Ne yazık ki, daha sonra resmi bir karar olmamasına rağmen, Afyonkarahisar adı uzunluğu nedeniyle kısaltılmış ve Karahisar adı atılarak Afyon biçiminde kullanılmaya başlanmıştır. Oysa ki şehrimizin gerçek adı Afyonkarahisar‘ dır. Dünyada ülkeler ve şehirler kendi asları üzerine tarih yaratmaya çalışırken, baştan başa tarih olan Karahisar’ ın şehrimizin adından kaldırılmış olması üzücüdür.

Efsanelerde Karahisar Kalesi

3 bin 340 yıllık bir geçmişe sahip olan, defalarca el değiştirmiş, öyle sanıyoruz ki her defasında yeni bir efsane, yeni bir destana mekan olmuştur. Yukarıda da sözünü ettiğimiz gibi yerden 226 metre yükseklikteki trakit bir kaya kütlesi üzerinde kurulu bulunan Kale‘ yi fethetmenin öyle kolay bir iş olmadığı tartışmasız bir gerçektir. İşte bu nedenle Battal Gazi’ den, Hazreti Ali’ ye, Beyböğrek’ ten Çavuşbaşı’ na, Horoz Dede’ ye kadar pek çok efsane anlatılır Karahisar Kalesi için… İlginçtir ki, anlatılan bu efsanelerin izleri, günümüzde bile varlığını korumaktadır. Halk arasında anlatılan Hazreti Ali ya da Düldül’ün ayak izleri efsanesine göre, İslam halifelerinden Hazreti Ali, atı Düldül’ün üzerinde dağdan dağa uçarak sefer yapmaktadır. İşte böyle seferlerin birinde Afyonkarahisar‘ a gelen Hz. Ali, Hıdırlık Dağı’ nda konaklamak için sertçe yere basınca, buradaki bir kaya üzerinde ayağının izi kalır.
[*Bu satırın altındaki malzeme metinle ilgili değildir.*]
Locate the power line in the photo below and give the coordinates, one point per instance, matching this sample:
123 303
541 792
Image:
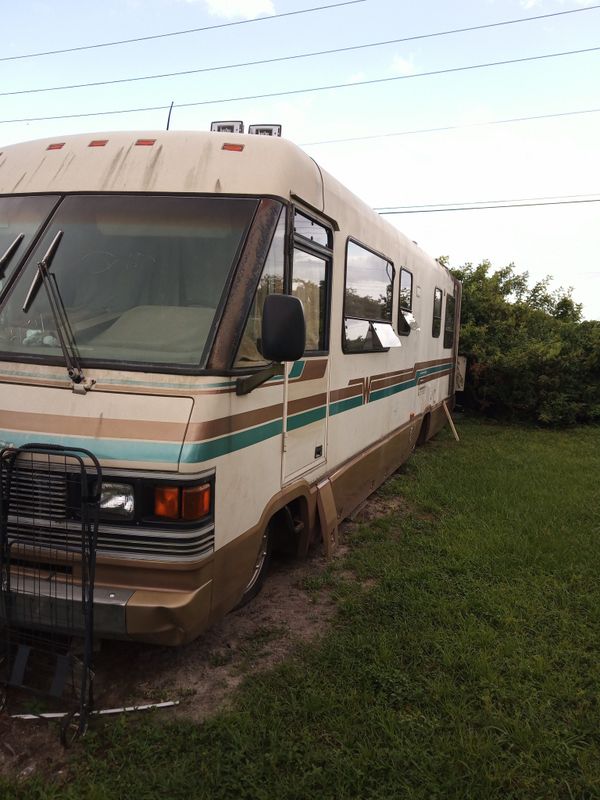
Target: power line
501 204
452 127
383 209
308 89
284 58
179 33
Daha sonra Hıdırlık’ tan kaleye atlayan Düldül, burada da dizginlenince bu kez ön ayağının izi bir kayanın üzerinde kalır. Hz. Ali, Düldül’ ü sulamak için su yalağına vardığında, atı bağlayacak bir yer bulamaz ve dört parmağı ile yalağın yanındaki bir taşa vurarak taşı deler ve atı buraya bağlar. Yukarıda da belirttiğimiz gibi Afyonkarahisar Kalesi‘ nde bugün Düldül’ ün ayak izi ile atın bağlandığına inanılan kaya üzerinde delik, hala varlığını korumaktadır.

Karahisar Kalesi ile ilgili bir başka efsane ise Battal Gazi ile ilgilidir; Afyonkarahisar‘ da 740 yılında öldüğü konusunda tarihçilerin birleştiği Battal Gazi ile yakın arkadaşı Ahmet Tarhan kaleyi ele geçirmek için sıkı bir kuşatma yapar, içeridekilerin dışarısı ile bütün bağlantılarını keser. Kale komutanı, bunun üzerine Bizans İmparatoru’ na haber salar ve 100.000 kişilik bir ordu yardım için yola çıkar. Kalenin burçlarından Battal Gazi’ yi görerek aşık olan komutanın güzel kızı O’ na bir kötülük gelmemesi için çimler üzerinde uyumakta olan Battal Gazi’ ye bağırır, ancak duyuramaz. Sonra bir kağıt yazar, taşa sararak üzerine atar. Battal Gazi, bir iki kıpırdandıktan sonra hareketsiz kalır. Battal’ ın uyunmadığını gören kız telaşlanır, babasına Türk’ lerin komutanının çayırda uyuduğunu söyler ve güya O’ nu öldürmek için zehirli bir hançer ister. Battal Gazi’ nin yanına gelen kız onu ölmüş olarak bulur. Çünkü attığı taş, Battal’ ın kulağına gelmiş ve ölümüne neden olmuştur. Kız üzülür ve hançeri kendi kalbine saplayarak hayatına son verir. Bizans ordusu kalenin eteklerine geldiğinde amansız bir savaş başlar, Ahmet Tarhan askerleriyle birlikte şehit olur. Ahmet Tarhan Karahisar Kalesi‘ nin eteklerinde, şu anda Ulu Cami ‘nin karşısındaki mezarına gömülür.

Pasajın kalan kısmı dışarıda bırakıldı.